ここでは当時の面白かった話や貴重な情報、取材で思ったこと、
記事にできなかった裏話などを披露していきます。

 若かりし頃、勤務していた学研の芸能雑誌を請け負う編集プロダクションが潰れ、何気に朝日新聞の求人広告を見ていたら「芸能雑誌立ち上げの為の社員募集」というのが載っていた。聞いたことのない出版社だったが、朝日に載るくらいだから丈夫だろうと思い、とりあえず面接に行った。

 ……ビニ本屋だった。(←注:当時の呼び方)

 帰ろうとしたら社長に袖を引っ張られ引き留められた。下品なものばかりでなく英知出版の『Beppin』みたいな上品なエロ系雑誌を作りたいのだという。それだったらいいかなと、失業中で金もなかったので仕方なく入社した。

 そこで、早速企画を練りあげ、お色気ページ用のモデルを探すためにヌード専門のモデル事務所に電話をしたのだが……。みんな断られてしまった。 

 ただ脱ぐだけの質の落ちるモデルしかいない事務所はOKなのだが、顔も体も質の高いモデルがいる事務所は絶対NOなのだ。こちらがどんなに「いい本を目指してるんです。これで女の子を綺麗に載せればいい宣伝になれますよ」と企画を説明しても、最初から出版社の格で見下しているのだ。高飛車な喋り方で、“おまえみたいな二流エロ本会社がうちにアポを取るなんて生意気だ。身分が違う”という感じなのである。

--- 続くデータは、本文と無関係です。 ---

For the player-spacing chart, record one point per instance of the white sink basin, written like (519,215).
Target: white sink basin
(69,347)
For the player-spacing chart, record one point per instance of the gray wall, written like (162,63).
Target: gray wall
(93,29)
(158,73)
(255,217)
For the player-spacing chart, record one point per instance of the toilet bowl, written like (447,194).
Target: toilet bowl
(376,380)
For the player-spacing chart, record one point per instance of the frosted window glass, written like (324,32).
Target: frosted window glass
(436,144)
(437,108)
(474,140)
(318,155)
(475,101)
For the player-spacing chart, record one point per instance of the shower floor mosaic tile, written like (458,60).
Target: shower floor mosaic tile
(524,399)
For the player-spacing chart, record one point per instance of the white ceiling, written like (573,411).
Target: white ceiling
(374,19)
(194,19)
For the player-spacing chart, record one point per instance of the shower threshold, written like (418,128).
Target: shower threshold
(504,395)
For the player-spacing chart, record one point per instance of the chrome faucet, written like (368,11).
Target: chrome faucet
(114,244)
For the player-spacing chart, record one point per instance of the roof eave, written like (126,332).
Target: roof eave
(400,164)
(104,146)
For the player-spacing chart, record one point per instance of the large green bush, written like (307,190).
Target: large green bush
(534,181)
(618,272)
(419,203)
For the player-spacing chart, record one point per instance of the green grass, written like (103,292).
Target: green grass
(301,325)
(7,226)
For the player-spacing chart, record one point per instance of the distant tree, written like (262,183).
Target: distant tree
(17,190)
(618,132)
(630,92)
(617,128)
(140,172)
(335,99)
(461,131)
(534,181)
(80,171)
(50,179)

 私個人としては過去に一流雑誌でやってきたプライドがあるから、妥協なんかしたくない。しかし、そのうち進行が滞ってしまった。その状況を見て社長は「新雑誌は諦めよう。君もビニ本の部署に移ってくれ」と言ってくる始末。それでも俺がかたくなに拒否すると「縛りがあろうが、ブスであろうが、どんな裸も芸能なんだよ」と屁理屈を言ってきた。

 辞めた。

 

 それから1週間と経たないうちに関わった出版社は芸能雑誌の大手ワニブックスだった。ここには新人タレントや売れないモデルなど外部からいろいろと売り込みがくる。もちろん男性雑誌だからお色気ページは必需品。例えヌードでも有名にしたい女の子を抱える事務所は必死になって売り込んでくる。

 そんな時だった。ビニ本屋に在籍していた時に、私の依頼を鼻であしらったモデル事務所のマネージャーから電話があった。しかも、売り込みたいという素材の中には、以前私が使いたいとお願いした女のコも含まれていた。マネージャーは私のことなどすっかり忘れ(そりゃそうでしょ。2週間でビニ本屋から一流誌に転職する奴は滅多にいないし)、恐ろしいほど腰を低くして喋ってくる。

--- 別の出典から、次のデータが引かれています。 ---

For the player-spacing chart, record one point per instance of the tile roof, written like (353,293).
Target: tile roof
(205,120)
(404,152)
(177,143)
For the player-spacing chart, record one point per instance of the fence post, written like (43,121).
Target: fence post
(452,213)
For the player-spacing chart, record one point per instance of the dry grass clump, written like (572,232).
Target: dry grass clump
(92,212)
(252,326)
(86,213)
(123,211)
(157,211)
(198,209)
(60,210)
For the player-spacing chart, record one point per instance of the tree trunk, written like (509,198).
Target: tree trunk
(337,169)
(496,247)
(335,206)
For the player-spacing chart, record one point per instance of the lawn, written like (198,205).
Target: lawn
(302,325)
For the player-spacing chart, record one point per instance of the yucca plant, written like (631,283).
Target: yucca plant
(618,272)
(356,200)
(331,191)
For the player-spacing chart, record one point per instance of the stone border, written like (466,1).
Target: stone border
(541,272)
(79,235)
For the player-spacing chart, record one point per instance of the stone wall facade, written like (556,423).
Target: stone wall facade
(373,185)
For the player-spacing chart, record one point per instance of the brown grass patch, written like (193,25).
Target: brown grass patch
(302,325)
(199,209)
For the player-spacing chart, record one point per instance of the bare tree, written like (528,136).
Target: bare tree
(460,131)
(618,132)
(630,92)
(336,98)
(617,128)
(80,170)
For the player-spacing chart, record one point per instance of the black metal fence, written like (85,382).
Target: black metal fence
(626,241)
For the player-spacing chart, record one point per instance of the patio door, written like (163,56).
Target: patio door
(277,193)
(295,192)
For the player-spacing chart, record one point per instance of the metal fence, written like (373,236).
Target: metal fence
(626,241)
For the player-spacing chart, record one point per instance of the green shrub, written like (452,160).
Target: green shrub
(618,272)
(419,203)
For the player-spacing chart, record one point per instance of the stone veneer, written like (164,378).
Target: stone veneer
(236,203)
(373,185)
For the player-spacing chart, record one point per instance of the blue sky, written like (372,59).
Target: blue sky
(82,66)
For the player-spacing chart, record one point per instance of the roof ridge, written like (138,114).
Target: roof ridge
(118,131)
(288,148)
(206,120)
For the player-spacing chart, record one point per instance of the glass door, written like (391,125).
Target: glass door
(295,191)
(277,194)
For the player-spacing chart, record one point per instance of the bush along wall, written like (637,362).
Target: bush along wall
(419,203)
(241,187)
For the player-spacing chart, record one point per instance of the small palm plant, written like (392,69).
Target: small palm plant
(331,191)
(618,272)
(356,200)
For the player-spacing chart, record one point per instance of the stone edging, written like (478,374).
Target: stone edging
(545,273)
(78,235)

 ドタマにきたね。こんなにも態度が違うのかと。仕方がないのは分かる。結局、世の中に平等なんてないのだ。悲しいけど……それが現実。

 で、そのモデル事務所の扱いはどうしたかって? 自分がされたことを平等にしてあげました。

 

             *  *  *

 

 リイド社の少女向け恐怖雑誌でタレントの恐怖体験インタビューをしていた。同時に角川書店の男性向け雑誌でアイドルのインタビューもやっていた。角川の方が大物タレントの取材も多くアポも楽だったが、リイド社の方は結構苦戦した。しかしそれは、雑誌の特性と部数に差があったから仕方ない。メジャーとマイナーの差も少しはあったかもしれないが……。

 そこで俺は、角川の側でインタビューをする時、必ずアイドルに霊体験があるかどうかを何気に聞いていた。恐怖体験があれば、リイド社の編集者に「このアイドルは恐怖ネタがありますよ」と報告し、自分に仕事を回してもらうためだ。

 そんなある日、売り出し中の西田ひかるに話を聞いている時、海外でとても怖い霊体験をしたという話を聞きだすことができた。早速そのことをリイド社の編集者に報告し、アポを取るように依頼した。

 数日後、編集者から連絡があったが、「マネージャーが、西田ひかるは恐怖体験なんか絶対してないので取材しても無駄です、と言われました」とのことだった。ていよく断られたのだ。

 当時バリバリのアイドルだった高橋由美子も霊体験があるという情報を得たので、同じ編集者にアポを取ってもらった。しかし、「彼女は霊の話をするといっぱい寄って来てしまうというので断られました」とのこと。ほんとかな? それともまた……。

 どっちにしてもメジャーは仕事が楽だ。